Server virtualization projects are driven by a desire for consolidation, yet the uncontrolled proliferation of virtual machines can result in the opposite, David Lynch, vice president of marketing for Embotics, said in a session called "Virtualization's Phantom Menace: Security."

Physical servers and software resources are wasted by virtual sprawl, which also burdens IT with more manual processes and increased security risk, Lynch said.

"The risk of sprawl is a lot higher in the virtual world than it is in the physical world," he said. "When you think of how common sprawl is in the physical world, that means we're going to see it even more in the virtual world."

Virtual sprawl isn't defined by numbers; it's defined as the proliferation of virtual machines without adequate IT control, Lynch said.

One Embotics customer found itself with more than 5,000 virtual machines and suspected many of them were no longer needed.
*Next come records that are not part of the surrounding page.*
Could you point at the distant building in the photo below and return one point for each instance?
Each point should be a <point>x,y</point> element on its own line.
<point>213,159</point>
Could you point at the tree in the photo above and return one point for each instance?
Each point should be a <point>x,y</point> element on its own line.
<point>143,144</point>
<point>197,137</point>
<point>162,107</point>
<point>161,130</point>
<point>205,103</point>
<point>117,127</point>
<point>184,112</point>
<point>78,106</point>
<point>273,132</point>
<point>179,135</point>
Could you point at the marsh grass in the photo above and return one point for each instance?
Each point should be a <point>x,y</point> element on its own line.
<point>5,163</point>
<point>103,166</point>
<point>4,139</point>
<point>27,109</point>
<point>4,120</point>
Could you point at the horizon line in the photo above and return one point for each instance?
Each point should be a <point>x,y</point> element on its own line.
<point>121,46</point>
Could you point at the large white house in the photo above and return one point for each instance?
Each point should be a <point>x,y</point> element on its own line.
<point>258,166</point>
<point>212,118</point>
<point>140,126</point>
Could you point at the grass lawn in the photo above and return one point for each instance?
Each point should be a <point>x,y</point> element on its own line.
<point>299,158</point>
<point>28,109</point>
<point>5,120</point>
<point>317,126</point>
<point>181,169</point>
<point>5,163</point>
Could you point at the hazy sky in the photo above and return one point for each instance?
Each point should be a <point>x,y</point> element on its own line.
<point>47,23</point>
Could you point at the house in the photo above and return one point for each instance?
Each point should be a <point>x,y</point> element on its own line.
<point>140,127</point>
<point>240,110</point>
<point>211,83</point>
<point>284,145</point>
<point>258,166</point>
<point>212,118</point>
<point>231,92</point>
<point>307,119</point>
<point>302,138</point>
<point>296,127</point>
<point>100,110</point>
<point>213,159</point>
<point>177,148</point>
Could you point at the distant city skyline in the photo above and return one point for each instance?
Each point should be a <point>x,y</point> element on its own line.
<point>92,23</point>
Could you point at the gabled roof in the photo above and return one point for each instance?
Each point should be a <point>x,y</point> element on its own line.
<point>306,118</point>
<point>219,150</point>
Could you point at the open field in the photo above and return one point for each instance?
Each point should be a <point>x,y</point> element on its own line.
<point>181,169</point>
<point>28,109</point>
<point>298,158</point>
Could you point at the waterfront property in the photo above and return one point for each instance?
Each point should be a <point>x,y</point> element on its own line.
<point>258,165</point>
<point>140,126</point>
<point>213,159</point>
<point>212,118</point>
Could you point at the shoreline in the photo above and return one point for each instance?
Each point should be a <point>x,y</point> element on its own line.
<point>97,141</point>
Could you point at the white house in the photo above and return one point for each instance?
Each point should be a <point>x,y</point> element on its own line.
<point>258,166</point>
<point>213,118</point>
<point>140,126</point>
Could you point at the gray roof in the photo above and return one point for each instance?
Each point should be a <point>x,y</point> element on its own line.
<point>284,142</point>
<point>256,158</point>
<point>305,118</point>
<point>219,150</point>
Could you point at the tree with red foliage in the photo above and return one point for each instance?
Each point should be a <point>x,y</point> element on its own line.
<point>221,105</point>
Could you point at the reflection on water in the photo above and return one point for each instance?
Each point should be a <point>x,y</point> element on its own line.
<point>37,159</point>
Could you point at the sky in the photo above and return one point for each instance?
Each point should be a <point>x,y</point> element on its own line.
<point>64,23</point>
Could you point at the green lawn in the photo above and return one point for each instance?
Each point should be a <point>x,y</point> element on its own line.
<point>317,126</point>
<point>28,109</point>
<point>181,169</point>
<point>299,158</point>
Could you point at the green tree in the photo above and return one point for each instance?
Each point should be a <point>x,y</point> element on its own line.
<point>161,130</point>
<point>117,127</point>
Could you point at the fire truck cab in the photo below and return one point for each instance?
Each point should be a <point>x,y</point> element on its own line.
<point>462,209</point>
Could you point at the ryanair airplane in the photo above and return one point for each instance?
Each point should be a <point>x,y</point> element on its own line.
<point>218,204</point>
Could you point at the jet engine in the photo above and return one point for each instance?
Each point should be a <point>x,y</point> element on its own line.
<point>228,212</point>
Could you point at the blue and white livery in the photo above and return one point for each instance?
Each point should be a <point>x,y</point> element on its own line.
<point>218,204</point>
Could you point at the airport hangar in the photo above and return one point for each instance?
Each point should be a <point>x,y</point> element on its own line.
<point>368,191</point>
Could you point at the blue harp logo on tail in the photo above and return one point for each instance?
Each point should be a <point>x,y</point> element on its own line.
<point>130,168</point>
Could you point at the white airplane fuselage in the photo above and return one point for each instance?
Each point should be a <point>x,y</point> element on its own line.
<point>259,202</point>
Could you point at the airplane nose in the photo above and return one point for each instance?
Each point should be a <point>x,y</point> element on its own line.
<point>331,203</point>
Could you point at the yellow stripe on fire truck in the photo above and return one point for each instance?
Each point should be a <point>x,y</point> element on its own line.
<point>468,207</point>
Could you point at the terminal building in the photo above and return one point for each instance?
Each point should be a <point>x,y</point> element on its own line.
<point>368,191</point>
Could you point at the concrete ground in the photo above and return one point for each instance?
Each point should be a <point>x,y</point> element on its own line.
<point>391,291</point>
IT figured out which ones were useless simply by shutting them down and waiting to see if anyone would "yell," Lynch said. Few users noticed when virtual machines were eliminated. It turned out 70% of them were obsolete, but were still consuming network resources and software licenses

Offline virtual machines present their own problem, in that automatic patching systems don't recognize them, leaving them without critical updates, Lynch said. He recommended that IT shops set policies limiting the amount of time a virtual machine is allowed to stay offline. If it's offline for a period of, say, 30 days, just eliminate it, he said.

The central problem behind sprawl – that virtual machines are so easily generated that IT has trouble tracking how many there are, and when and where they are deployed – only serves to fuel the special security challenges that come with server virtualization.

Most security products today weren't built for the fluid environments of virtualization, Lynch said. Security problems you've already solved in the physical world have a way of cropping up again in the virtual one. The hypervisor is essentially another operating system being introduced into the data center, yet it was introduced without rigid inspection. "Hypervisors came in the back door as an operations tool under the guise of server consolidation," Lynch said. "It never went through the kind of inspection that other technologies have coming into the data center."

Given the hypervisor's access to multiple virtual machines, it's an obvious target for attackers. "If compromised, you can get access to a range of servers," Lynch notes.